There tend to be a large variety of factors that may be involved in why students struggle with time management on the SAT / ACT. Students may second guess themselves, have trouble with deciphering complex passages with difficult or strange verbiage, utilize algebraic strategies that involve unnecessary computations, ineffectively utilize calculators and graphing tools, or simply be used to reading more slowly. 

Regardless of what your particular issue may be, there are certain factors that may contribute to time pressure that are universal, and relevant to all students. Why? Because they’re built into the exam. Address these, and you’ll be on your way to better efficiency, higher speed, and a higher score. 

  1. The SAT and ACT, especially in modules and sections that involve reading comprehension and analysis intend to overcomplicate. 

    You’re probably very familiar with passages describing papers straight out of research labs, speeches written in Old English, and poems with the most flowery and fancy wording you’ve ever heard. One thing all of these passages have in common is that they are chosen because they are more complicated than they need to be. Most of the key ideas, concepts, and messages within passages, graphs, and descriptions of research are actually SIMPLE. It’s everything else that surrounds this core idea that is complex, confusing, and misdirecting. Keep that in mind, and trust that you have the capacity to understand what they want you to. Practice reducing passages to their key ideas, and not squandering brain power on unnecessary materials. 

  2. The SAT and ACT also tend to overcomplicate their writing sections.

    Sentences that are actually testing simple syntactic constructions and structures may be lengthy, full of technical jargon and information that is irrelevant to the grammatical accuracy of the sentence.

    This is a tough skill to master, and one that can backfire if you don’t do it correctly, but it is incredibly powerful. Just like in your reading passages, learn to simplify sentences to their grammatical core, and reassess the question. It will likely be much clearer. 

  3. On the SAT’s math section, there are questions that are simultaneously extremely easy to solve with the Demos calculator built into Bluebook AND possible, but timely, to solve by hand.

    The student who uses Desmos and the student who does it by hand can both get the right answer, but one will save time that they can apply to the advanced questions that follow. Invest time in learning how to use Desmos and try your best to migrate from being dependent on the graphing calculator I know you’ve been using for years. It can save you key minutes on test day that can be applied to the hardest questions in the module / section. 

  4. Use the Mark for Review Tool on the SAT & circle back on the ACT. 

    One key error that students may make on their standardized exams is getting stuck on particularly difficult questions.
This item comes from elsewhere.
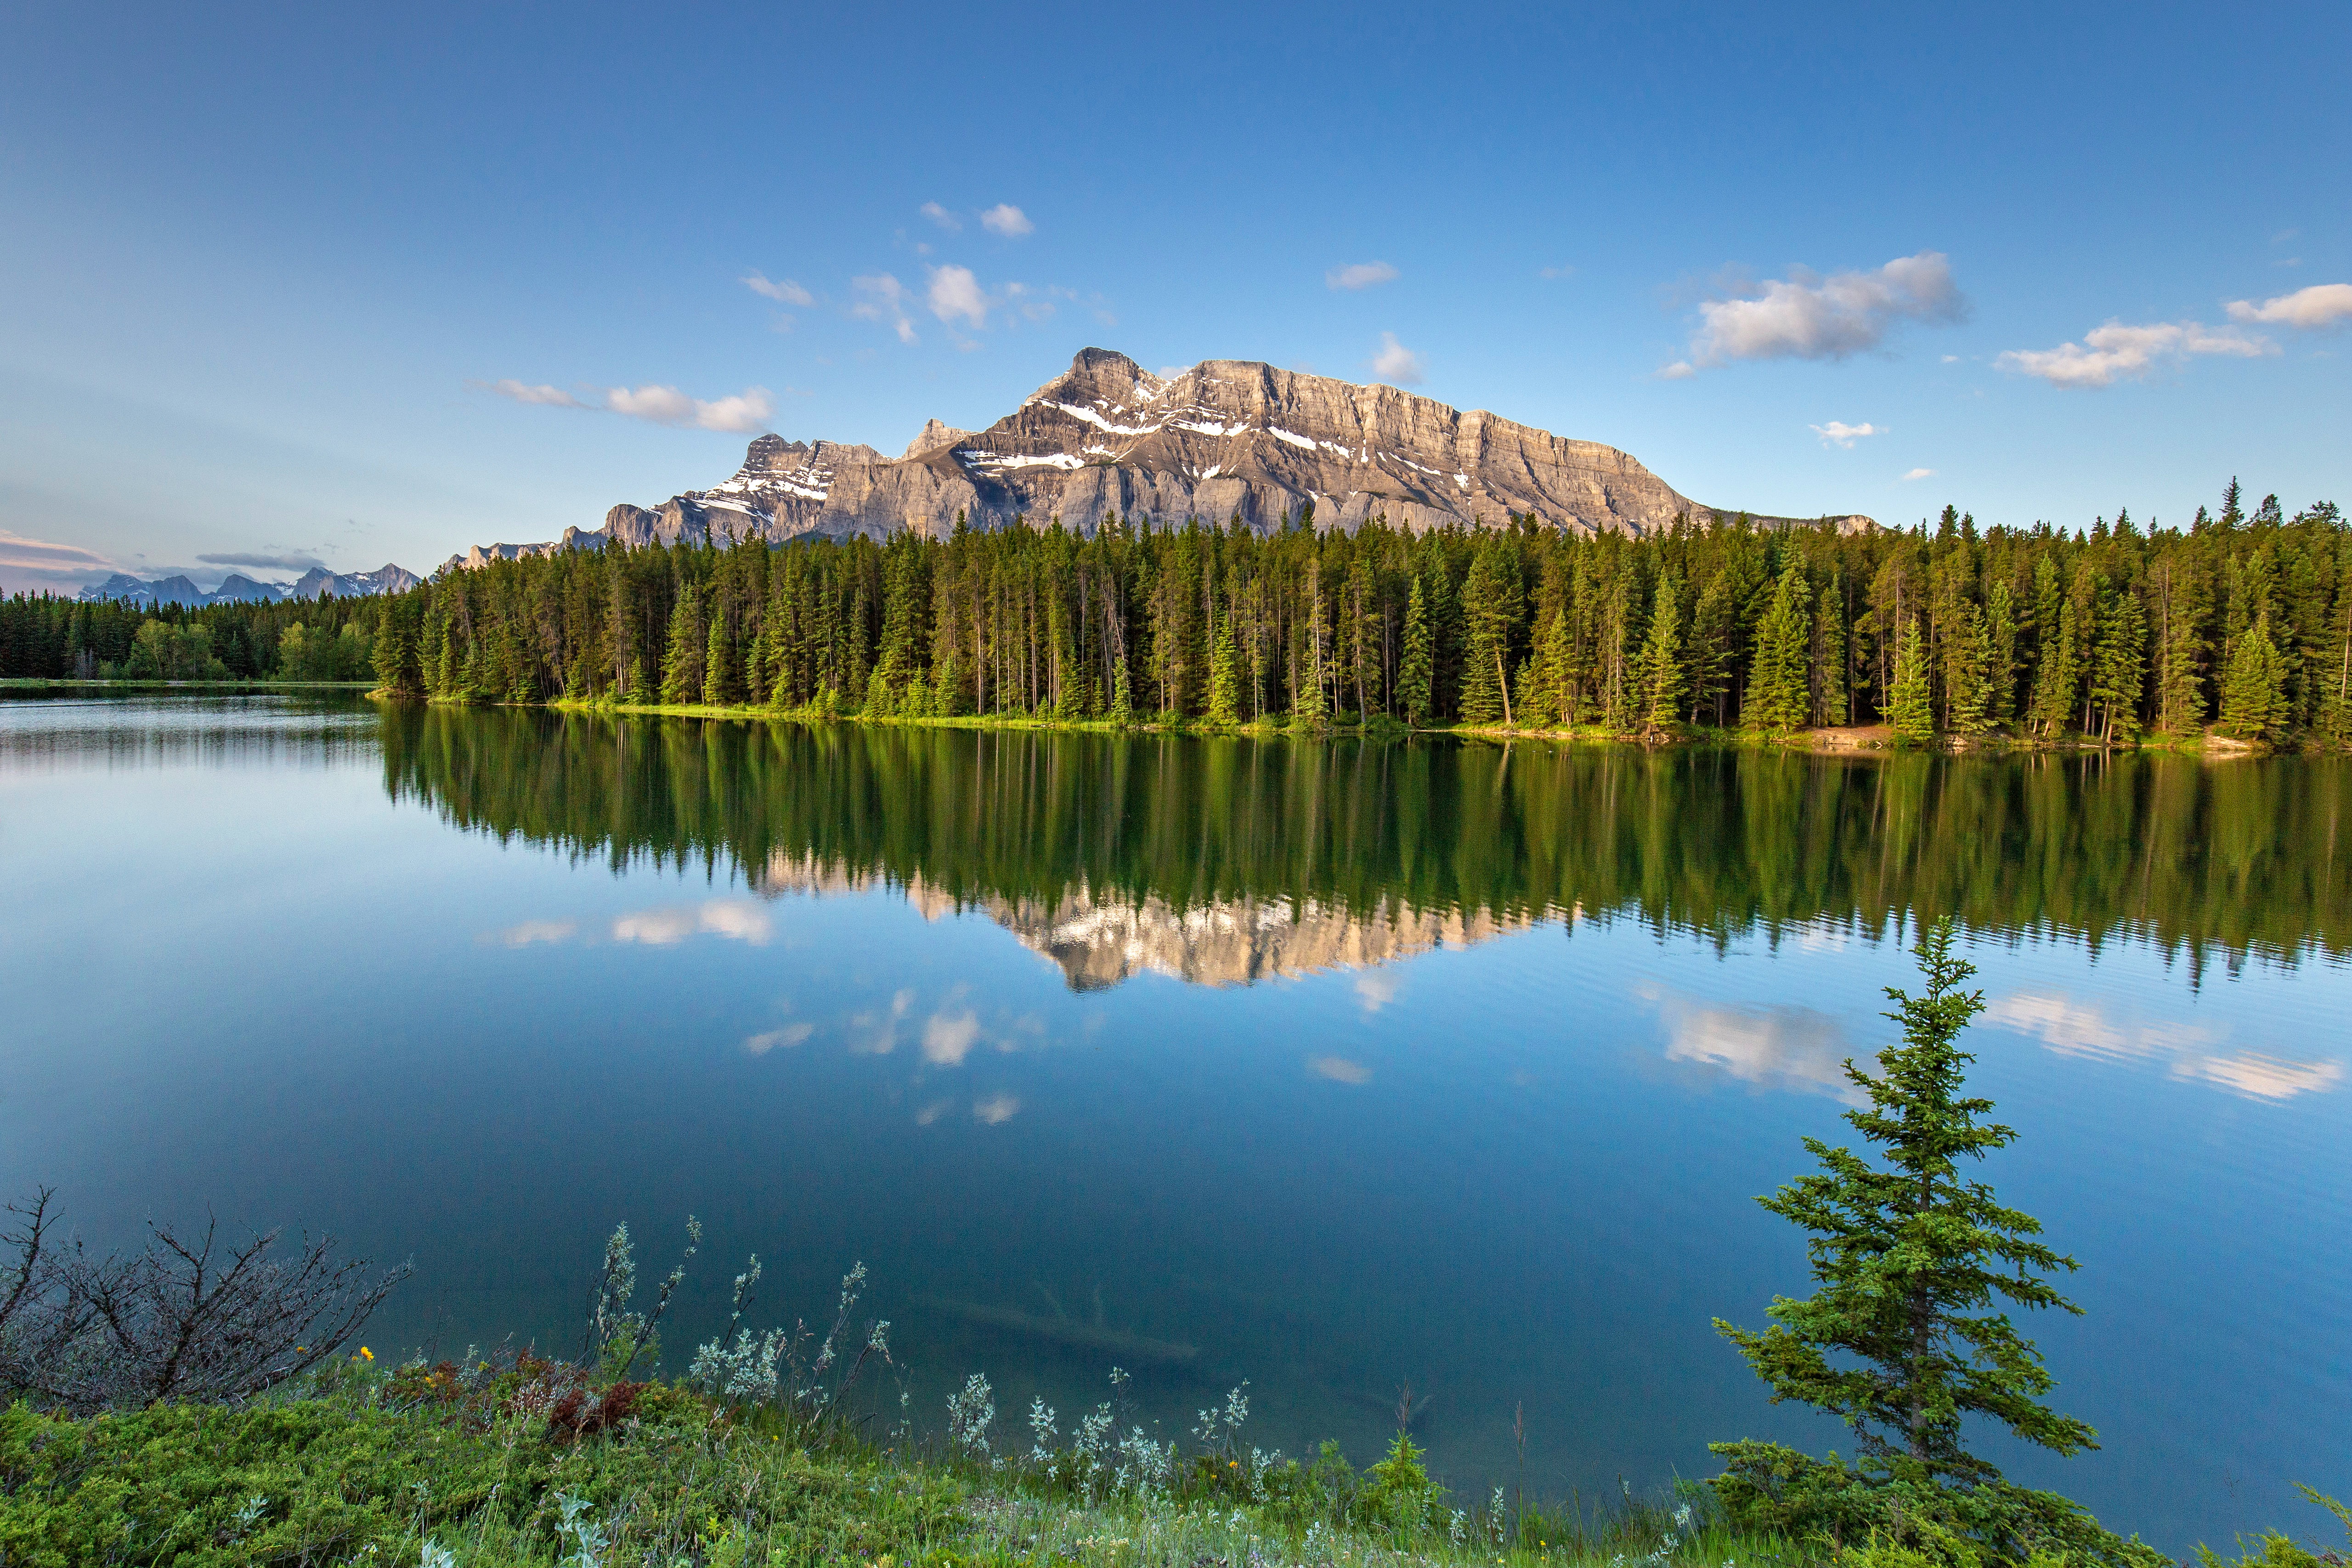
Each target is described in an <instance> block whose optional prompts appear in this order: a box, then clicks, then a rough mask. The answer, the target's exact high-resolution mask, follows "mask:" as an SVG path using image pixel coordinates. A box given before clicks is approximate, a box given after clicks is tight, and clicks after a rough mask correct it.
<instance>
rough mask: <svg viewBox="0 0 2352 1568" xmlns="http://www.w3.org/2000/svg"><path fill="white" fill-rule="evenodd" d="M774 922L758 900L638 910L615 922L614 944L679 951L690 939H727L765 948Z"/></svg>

With each minute that passes on questions where you’re stuck between two answer choices, or puzzled as to what the passage even means, there are likely diminishing returns on the potential benefit to your score that you will see by spending more time. It is crucial to recognize when it is no longer worth it to spend more time on a question. Follow your gut, choose an answer, circle it or mark for review and move on!

  5. Pattern Recognition and Question Pacing / Rhythm is crucial.

    Being efficient with time on standardized exams means not only being able to address the most difficult of problems in a reasonable amount of time but also answering simple questions quickly. There are cases where difficult questions may require a reasonable amount of time spent on evaluating different strategies and in these cases, the most practical method of increasing your likelihood of getting the problem correct is having enough time. This depends not on the difficult question itself, but the efficiency with which you were able to get other simpler questions correct.

    This means that you should review not only difficult problems and questions you got incorrect, but even those that you got correct that simply took too long. Tools such as Test Innovator’s practice exams record the time that you’ve taken to choose an answer to a question, and it’s a valuable, more nuanced insight into your test-taking.

  6. Focus on the QUESTION.

    Not only is focusing deeply on what the question asks crucial for accuracy in choosing the correct answer on the SAT and ACT (something we can discuss later), but it is absolutely important for being able to efficiently make your way through a problem. Use the question itself - identify what it is asking for and any key phrases - to effectively frame your reading of the passage. In conjunction with Tip #1 and Tip #2, can help you in zooming in on what is important, and not wasting time on what is not.

  7. Assess the ANSWERS.

    The answer is always in the answers. The criteria by which we choose the correct choice must be, by the very structure inherent to a multiple-choice exam, written into the potential answer choices. If you find that you have no idea what a question is asking or a passage is saying, first look at how the answer choices are structured. In math and writing this is particularly apparent - how are answer choices presented? Are there fractions or exponents? What terms are being used? Secondly, look at what differs among the answers. In every single question, all that separates the correct answer from the incorrect one is a key difference in what is presents that corresponds with the criteria the question poses.

You got this.

Keep practicing, speed and fluency comes with more awareness and encounters with the patterns on these standardized exams!